Rather apologetically to the sheriff, Hollis said, “In a unit full of psychics, privacy is sort of at a premium. So we try to respect each other’s boundaries, at least as much as we can. It was up to Reese whether to tell you about his primal sense, at least in part because it’s one of his extra and unique abilities, just like it was up to me to tell you I’m a bit more than just a medium.”
Trinity nodded. “I get that.”
Mildly, DeMarco said, “So is the interest in Braden because he sits up in a chair like people?”
Deacon briskly explained the dog’s role in the investigation so far, including his somewhat mysterious arrival in Sociable.
Neither DeMarco nor Hollis looked much surprised by the information; Trinity had the feeling that very little would ever surprise these people, both because they’d seen too much and because they knew only too well that the world was filled with the inexplicable, much of which they were called on to investigate.
Hell, they lived with the inexplicable every day, apparently.
And at the very least, that made her more grateful that she had elected to call in specialized help. But also more wary.
DeMarco said to his partner, “So no anonymous tips. You should feel better about that.” He glanced at the sheriff, adding, “Too often anonymous tips mean people who quite likely have more information they aren’t willing to share.”
“It was bugging me,” Hollis confessed. “Why not come forward if one of your own neighbors or friends is horribly murdered?”
“Unless you’re somehow involved?” Trinity offered.

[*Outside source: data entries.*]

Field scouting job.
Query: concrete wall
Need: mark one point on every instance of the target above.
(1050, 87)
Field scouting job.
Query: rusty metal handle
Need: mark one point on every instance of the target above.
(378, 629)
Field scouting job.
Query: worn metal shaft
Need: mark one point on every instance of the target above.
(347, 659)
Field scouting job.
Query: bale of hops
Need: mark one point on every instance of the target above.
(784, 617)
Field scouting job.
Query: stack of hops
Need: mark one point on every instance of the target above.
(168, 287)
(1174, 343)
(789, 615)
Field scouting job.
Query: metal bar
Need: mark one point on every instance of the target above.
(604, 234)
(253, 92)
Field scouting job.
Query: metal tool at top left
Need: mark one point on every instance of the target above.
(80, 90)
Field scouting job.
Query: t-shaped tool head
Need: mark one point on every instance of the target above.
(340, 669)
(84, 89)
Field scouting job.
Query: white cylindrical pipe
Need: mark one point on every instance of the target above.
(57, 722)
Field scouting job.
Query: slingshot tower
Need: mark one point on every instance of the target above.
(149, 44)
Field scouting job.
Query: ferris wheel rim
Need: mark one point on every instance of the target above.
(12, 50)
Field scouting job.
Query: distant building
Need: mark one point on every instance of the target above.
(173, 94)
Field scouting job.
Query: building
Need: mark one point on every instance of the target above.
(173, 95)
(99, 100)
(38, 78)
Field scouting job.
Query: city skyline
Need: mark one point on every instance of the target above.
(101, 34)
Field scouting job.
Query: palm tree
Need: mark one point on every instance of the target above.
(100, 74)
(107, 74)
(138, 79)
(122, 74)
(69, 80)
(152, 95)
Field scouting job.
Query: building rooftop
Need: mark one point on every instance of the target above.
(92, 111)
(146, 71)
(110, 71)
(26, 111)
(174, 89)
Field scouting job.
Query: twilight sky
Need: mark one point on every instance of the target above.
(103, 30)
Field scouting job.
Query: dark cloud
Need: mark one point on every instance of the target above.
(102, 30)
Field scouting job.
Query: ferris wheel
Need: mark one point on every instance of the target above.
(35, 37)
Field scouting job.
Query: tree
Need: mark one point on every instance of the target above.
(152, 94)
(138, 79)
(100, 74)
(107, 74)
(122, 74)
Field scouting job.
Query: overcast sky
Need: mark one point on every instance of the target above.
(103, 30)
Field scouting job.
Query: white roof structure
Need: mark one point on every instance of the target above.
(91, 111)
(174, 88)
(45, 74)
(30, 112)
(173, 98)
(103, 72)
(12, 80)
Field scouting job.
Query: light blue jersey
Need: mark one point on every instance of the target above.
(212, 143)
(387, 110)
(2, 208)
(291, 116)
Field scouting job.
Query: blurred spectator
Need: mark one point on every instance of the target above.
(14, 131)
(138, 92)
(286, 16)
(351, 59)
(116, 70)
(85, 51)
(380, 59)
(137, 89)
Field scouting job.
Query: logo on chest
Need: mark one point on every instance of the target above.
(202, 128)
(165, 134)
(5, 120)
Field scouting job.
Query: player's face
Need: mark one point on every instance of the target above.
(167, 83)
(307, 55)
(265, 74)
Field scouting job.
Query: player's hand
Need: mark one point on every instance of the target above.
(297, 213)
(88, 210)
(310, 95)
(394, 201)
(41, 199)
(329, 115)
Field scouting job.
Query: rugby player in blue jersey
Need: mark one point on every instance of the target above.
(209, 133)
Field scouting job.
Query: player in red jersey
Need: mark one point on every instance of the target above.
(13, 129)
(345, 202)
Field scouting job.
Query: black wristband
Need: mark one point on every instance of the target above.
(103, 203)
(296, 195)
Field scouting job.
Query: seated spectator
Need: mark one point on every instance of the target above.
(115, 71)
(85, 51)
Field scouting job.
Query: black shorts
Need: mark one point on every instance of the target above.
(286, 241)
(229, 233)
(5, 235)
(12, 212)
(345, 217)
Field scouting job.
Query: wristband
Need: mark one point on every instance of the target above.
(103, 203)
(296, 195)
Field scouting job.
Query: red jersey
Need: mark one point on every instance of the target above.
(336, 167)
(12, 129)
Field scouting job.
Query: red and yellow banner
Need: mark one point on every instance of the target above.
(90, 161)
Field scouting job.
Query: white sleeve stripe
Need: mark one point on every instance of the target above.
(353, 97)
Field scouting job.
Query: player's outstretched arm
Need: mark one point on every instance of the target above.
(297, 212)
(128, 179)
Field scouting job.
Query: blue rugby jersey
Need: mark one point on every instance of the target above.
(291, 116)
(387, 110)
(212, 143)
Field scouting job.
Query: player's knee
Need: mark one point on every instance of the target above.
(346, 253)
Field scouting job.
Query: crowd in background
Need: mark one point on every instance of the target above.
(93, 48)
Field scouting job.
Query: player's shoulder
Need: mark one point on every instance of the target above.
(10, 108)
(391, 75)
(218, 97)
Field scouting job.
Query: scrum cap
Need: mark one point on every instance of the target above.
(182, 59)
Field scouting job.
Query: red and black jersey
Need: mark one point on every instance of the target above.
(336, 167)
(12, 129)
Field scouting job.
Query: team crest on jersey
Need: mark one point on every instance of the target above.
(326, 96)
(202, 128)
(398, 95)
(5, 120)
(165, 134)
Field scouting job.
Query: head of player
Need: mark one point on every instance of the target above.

“Sometimes. Though more often it’s only protecting personal secrets that have nothing to do with the crime. But it’s something to weed out, and that just gets in the way.”
“True enough,” Trinity agreed. “I’ve run into that sort of thing more than once.”
Getting back to the subject that had sparked the brief discussion about anonymous tips, Hollis looked at DeMarco, her brows rising. “Are you picking up anything from Braden? He’s the telepath, it’s his primary thing,” she explained in an aside to the sheriff.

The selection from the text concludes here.